在此背景下,2025年10月9日我國商務部發布了七個公告(第55、56、57、58、61、62號等),宣布對超硬材料相關物項、部分稀土設備和原輔料相關物項、部分中重稀土相關物項、鋰電池和人造石墨負極材料相關物項、以及境外相關稀土物項和稀土相關技術實施出口管制。這些新增的出口管制措施,是中國政府依據法律法規,完善自身出口管制體系的正當行為;是中國作為負責任大國,履行防擴散等國際義務,更好維護世界和平與地區穩定的積極舉措;當然,也是針對美國長期以來單方面濫用出口管制長臂管轄規則,嚴重限制我國企業正當發展權益的對等回應。

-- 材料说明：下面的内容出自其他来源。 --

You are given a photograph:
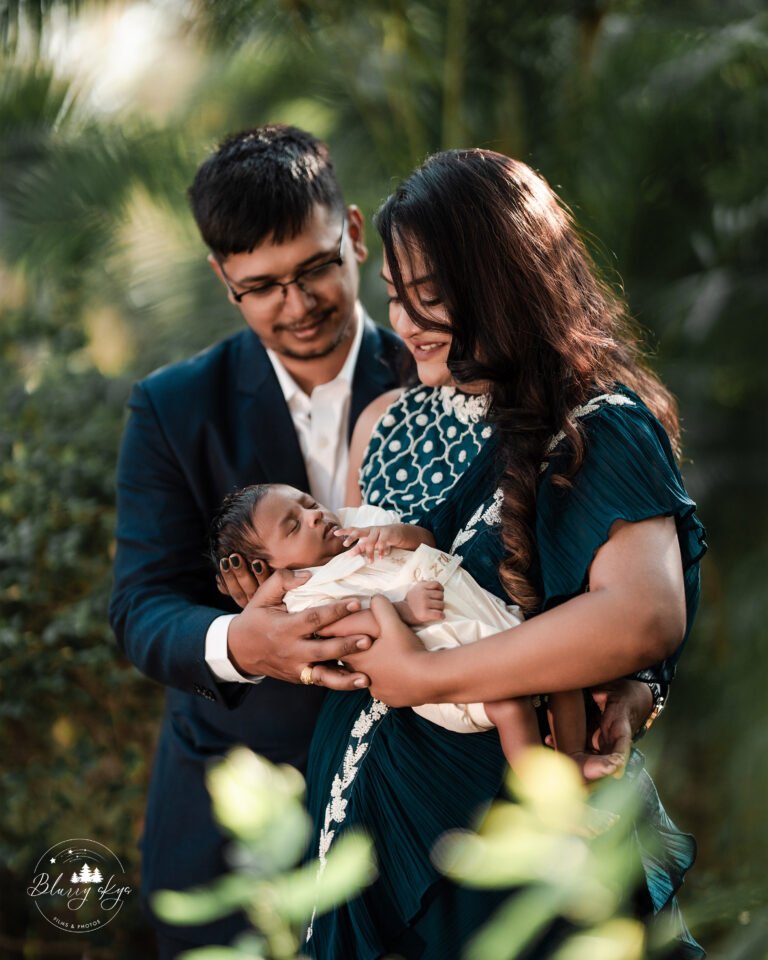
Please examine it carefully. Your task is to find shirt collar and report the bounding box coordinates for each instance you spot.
[267,303,365,404]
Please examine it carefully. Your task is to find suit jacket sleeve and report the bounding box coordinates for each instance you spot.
[110,384,244,707]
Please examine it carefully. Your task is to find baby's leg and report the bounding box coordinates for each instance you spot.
[547,690,587,755]
[483,697,541,770]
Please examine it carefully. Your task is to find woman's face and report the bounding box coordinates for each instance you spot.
[381,251,454,387]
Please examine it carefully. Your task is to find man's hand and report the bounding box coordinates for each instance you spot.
[227,570,372,690]
[216,553,272,607]
[402,580,445,627]
[345,597,435,707]
[560,680,653,781]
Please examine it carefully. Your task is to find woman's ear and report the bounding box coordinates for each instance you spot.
[347,204,368,263]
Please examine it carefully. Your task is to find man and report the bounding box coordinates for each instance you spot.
[110,126,402,957]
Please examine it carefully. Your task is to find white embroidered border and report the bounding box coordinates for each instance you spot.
[305,700,389,943]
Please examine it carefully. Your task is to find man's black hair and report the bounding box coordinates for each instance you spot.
[188,124,344,259]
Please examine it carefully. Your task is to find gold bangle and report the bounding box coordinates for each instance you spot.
[299,666,315,687]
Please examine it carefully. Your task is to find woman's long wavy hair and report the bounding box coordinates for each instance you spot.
[376,149,680,613]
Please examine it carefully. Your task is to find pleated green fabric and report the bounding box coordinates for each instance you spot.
[305,386,706,960]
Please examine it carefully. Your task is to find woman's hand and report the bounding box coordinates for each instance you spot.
[344,597,434,707]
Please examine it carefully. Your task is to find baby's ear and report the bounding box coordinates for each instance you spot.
[248,557,272,586]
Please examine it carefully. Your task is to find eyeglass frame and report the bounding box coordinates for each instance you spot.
[216,214,347,309]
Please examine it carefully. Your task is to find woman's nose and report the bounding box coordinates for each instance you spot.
[281,280,317,321]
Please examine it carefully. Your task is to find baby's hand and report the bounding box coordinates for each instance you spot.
[405,580,445,626]
[335,523,403,562]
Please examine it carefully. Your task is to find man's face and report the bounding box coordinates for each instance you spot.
[209,204,368,360]
[251,484,344,570]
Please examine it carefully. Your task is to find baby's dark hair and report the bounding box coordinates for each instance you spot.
[209,483,270,570]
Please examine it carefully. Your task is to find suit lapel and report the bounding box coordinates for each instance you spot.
[236,331,309,490]
[349,314,398,437]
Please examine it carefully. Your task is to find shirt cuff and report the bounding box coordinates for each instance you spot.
[205,613,264,683]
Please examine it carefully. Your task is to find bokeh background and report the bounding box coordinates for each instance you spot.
[0,0,768,960]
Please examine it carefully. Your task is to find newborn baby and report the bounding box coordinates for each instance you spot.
[211,484,585,766]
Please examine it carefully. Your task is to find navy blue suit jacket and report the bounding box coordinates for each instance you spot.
[110,320,403,943]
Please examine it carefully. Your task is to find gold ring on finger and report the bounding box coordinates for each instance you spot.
[299,666,315,687]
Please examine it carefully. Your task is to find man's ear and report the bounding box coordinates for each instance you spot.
[206,253,237,306]
[347,204,368,263]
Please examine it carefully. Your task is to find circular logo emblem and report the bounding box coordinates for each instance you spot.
[27,839,133,933]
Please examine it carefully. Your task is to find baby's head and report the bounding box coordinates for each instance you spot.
[211,483,344,570]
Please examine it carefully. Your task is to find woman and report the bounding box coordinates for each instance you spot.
[308,150,705,960]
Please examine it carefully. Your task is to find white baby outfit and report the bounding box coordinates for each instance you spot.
[285,504,522,733]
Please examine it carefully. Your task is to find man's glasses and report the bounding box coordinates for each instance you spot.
[219,217,347,308]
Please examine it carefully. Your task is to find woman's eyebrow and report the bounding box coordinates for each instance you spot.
[230,244,335,287]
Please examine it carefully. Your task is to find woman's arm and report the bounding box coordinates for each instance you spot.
[348,517,686,706]
[344,387,403,507]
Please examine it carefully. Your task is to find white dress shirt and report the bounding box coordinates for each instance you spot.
[205,304,365,683]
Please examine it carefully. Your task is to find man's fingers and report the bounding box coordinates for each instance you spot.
[219,557,248,607]
[229,553,259,603]
[312,663,371,690]
[297,600,360,632]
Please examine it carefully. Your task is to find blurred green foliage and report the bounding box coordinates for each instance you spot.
[153,747,376,960]
[0,0,768,957]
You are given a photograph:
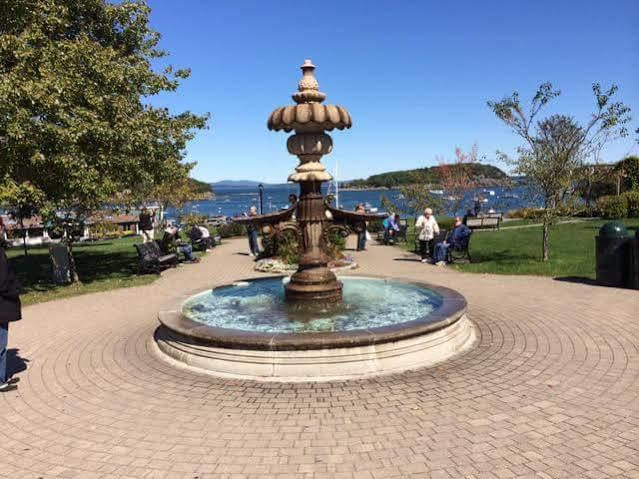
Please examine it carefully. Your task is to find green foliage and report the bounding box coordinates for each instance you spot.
[91,220,123,240]
[622,191,639,218]
[615,156,639,190]
[597,195,628,219]
[575,165,617,204]
[444,219,639,280]
[488,83,630,261]
[0,0,207,278]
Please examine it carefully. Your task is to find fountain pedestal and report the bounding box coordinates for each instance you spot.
[238,60,380,303]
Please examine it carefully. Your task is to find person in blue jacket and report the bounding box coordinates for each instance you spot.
[0,230,22,393]
[434,216,472,264]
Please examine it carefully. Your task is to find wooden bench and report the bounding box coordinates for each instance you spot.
[134,241,178,274]
[446,230,473,263]
[415,228,448,257]
[466,215,502,231]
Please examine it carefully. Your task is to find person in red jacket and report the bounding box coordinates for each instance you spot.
[0,232,22,393]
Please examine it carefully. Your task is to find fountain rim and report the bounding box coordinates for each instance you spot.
[158,275,468,351]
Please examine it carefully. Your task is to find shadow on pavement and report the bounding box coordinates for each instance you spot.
[7,348,29,377]
[553,276,601,286]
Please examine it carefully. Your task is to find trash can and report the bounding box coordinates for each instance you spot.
[595,222,633,288]
[630,229,639,289]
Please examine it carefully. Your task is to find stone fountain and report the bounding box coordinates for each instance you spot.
[155,60,476,381]
[236,60,381,303]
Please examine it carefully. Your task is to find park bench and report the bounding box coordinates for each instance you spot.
[466,217,502,231]
[134,241,178,274]
[415,228,448,257]
[446,230,473,263]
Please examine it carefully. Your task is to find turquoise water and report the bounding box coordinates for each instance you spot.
[183,278,441,333]
[168,184,537,218]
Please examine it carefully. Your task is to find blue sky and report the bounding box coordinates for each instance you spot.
[150,0,639,182]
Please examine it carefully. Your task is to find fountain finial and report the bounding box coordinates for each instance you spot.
[291,59,326,104]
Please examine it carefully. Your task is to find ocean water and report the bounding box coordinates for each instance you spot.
[167,184,537,218]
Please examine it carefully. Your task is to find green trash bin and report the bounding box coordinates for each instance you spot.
[630,229,639,289]
[595,222,633,288]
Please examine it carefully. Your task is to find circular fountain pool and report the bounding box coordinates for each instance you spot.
[156,277,475,381]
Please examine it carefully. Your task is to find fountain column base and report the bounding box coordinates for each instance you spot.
[284,266,342,303]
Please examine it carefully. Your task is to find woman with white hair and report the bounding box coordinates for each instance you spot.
[415,208,439,263]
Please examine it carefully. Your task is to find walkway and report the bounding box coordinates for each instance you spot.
[0,240,639,479]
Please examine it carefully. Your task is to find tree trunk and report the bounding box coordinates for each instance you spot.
[20,218,29,256]
[67,240,80,284]
[541,216,550,261]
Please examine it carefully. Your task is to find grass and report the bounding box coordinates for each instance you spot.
[7,236,157,305]
[403,218,639,279]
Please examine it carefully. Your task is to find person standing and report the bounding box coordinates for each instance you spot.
[415,208,439,263]
[139,206,155,243]
[246,206,260,258]
[0,230,22,393]
[355,203,367,251]
[382,213,399,245]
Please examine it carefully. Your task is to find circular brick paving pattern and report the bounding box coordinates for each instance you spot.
[0,240,639,479]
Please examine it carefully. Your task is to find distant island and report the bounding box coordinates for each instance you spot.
[340,163,510,190]
[189,178,215,200]
[210,180,287,190]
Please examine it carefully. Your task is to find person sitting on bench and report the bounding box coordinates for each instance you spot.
[189,225,212,251]
[433,216,472,266]
[160,226,199,263]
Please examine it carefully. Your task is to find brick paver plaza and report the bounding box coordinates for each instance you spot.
[0,240,639,479]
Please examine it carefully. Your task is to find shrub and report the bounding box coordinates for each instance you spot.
[622,191,639,218]
[597,196,628,219]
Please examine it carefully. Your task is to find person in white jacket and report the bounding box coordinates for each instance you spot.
[415,208,439,263]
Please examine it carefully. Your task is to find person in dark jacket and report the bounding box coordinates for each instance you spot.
[433,216,472,265]
[0,230,22,393]
[139,206,155,243]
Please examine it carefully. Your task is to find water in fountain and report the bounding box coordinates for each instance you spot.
[183,278,441,333]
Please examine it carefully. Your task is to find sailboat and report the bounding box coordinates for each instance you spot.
[326,160,339,208]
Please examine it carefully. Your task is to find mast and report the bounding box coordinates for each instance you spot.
[334,160,339,208]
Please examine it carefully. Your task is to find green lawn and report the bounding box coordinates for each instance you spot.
[404,218,639,279]
[7,236,157,305]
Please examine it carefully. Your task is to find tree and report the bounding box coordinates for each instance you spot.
[614,156,639,194]
[0,0,207,282]
[0,179,44,256]
[439,144,479,213]
[488,83,630,261]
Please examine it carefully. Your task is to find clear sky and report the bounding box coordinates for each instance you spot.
[150,0,639,182]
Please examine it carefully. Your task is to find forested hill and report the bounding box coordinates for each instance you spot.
[344,163,508,188]
[189,178,218,197]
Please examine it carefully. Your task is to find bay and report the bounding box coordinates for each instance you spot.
[167,184,538,219]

在本次系統性新增的出口管制規則中,最為重要的新增內容之一是稀土物項出口管制的中國版“長臂管轄”規則開始正式落地。商務部公告2025第61號(《關于公布對境外相關稀土物項實施出口管制的決定》)明確指出:境外組織和個人將受到我國稀土物項相關出口管制規則的直接約束。自此,在稀土這個中美貿易戰中我方最具戰略優勢之一的物項上,我國出口管制的具體規則開始基本拉齊與美國出口管制長臂管轄具體規則之間的差距。這是我國逐步完善出口管制和經濟制裁法律法規的重要步驟,也是在當前中美貿易戰逐步進入白熱化階段時我國政府在堅持“不愿打,但也不怕打”一貫立場前提下,采取的維護自身正當權益的必要措施。
一、稀土物項出口管制域外適用規則的立法淵源
(一)《出口管制法》第四十四條
2020年12月1日,我國《出口管制法》開始正式實施,該法是我國首部關于出口管制內容的基礎性法律,整合了原來的核、生物、化學、導彈等兩用物項的分散管制規則,建立了統一法律框架,推動了我國出口管制工作的法治化、規范化和體系化進程。該法第四十四條規定:“中華人民共和國境外的組織和個人,違反本法有關出口管制管理規定,危害中華人民共和國國家安全和利益,妨礙履行防擴散等國際義務的,依法處理并追究其法律責任?!痹摋l款首次確立了我國出口管制法律制度具有域外效力的基本原則,指出了我國出口管制法律可以直接適用于境外的組織和個人。同時,該法第四十八條確立了在有關出口管制規則國際關系中的對等原則,具體條文是“任何國家或者地區濫用出口管制措施危害中華人民共和國國家安全和利益的,中華人民共和國可以根據實際情況對該國家或者地區對等采取措施。”
(二)《兩用物項出口管制條例》第四十九條
2024年12月1日,在《出口管制法》實施四年后,我國《兩用物項出口管制條例》開始生效,該《條例》是我國完善出口管制體系,提高兩用物項出口管制工作法治化水平,履行國際條約義務,促進防擴散國際合作的重要法律文件。該《條例》第四十九條規定:“境外組織和個人在中華人民共和國境外向特定目的國家和地區、特定組織和個人轉移、提供下列貨物、技術和服務,國務院商務主管部門可以要求相關經營者參照本條例有關規定執行:(一)含有、集成或者混有原產于中華人民共和國的特定兩用物項在境外制造的兩用物項;(二)使用原產于中華人民共和國的特定技術等兩用物項在境外制造的兩用物項;(三)原產于中華人民共和國的特定兩用物項。”該四十九條首次確立了我國在兩用物項方面出口管制規則域外適用的基本規則,明確指出:境外主體(組織和個人)在境外轉移或提供原產于中國境內的特定兩用物項,以及在境外制造的兩用物項但該兩用物項使用了原產于中國的其他特定兩用物項(含特定技術的),均將受到我國出口管制法律法規的管轄。
(三)立法條件完備
可見,在商務部公告2025第61號于今年10月9日發布之前,我國出口管制法律體系的域外適用原則已經確立,而且有關兩用物項出口管制規則域外適用的基本準則已經制定完畢,這些出口管制方面的全國人大法律和國務院行政法規為我國專門物項的出口管制域外適用具體規則的制定和出臺奠定了堅實的立法基礎,提供了充分的法律淵源。
二、必須事先申請許可證件的三類情況
商務部公告2025第61號“第一條”開宗明義指出,境外主體(境外組織和個人,公告中又稱“境外特定出口經營者”)出口稀土相關物項,屬于特定三類情況的,必須事先獲得中國商務部頒發的兩用物項出口許可證件。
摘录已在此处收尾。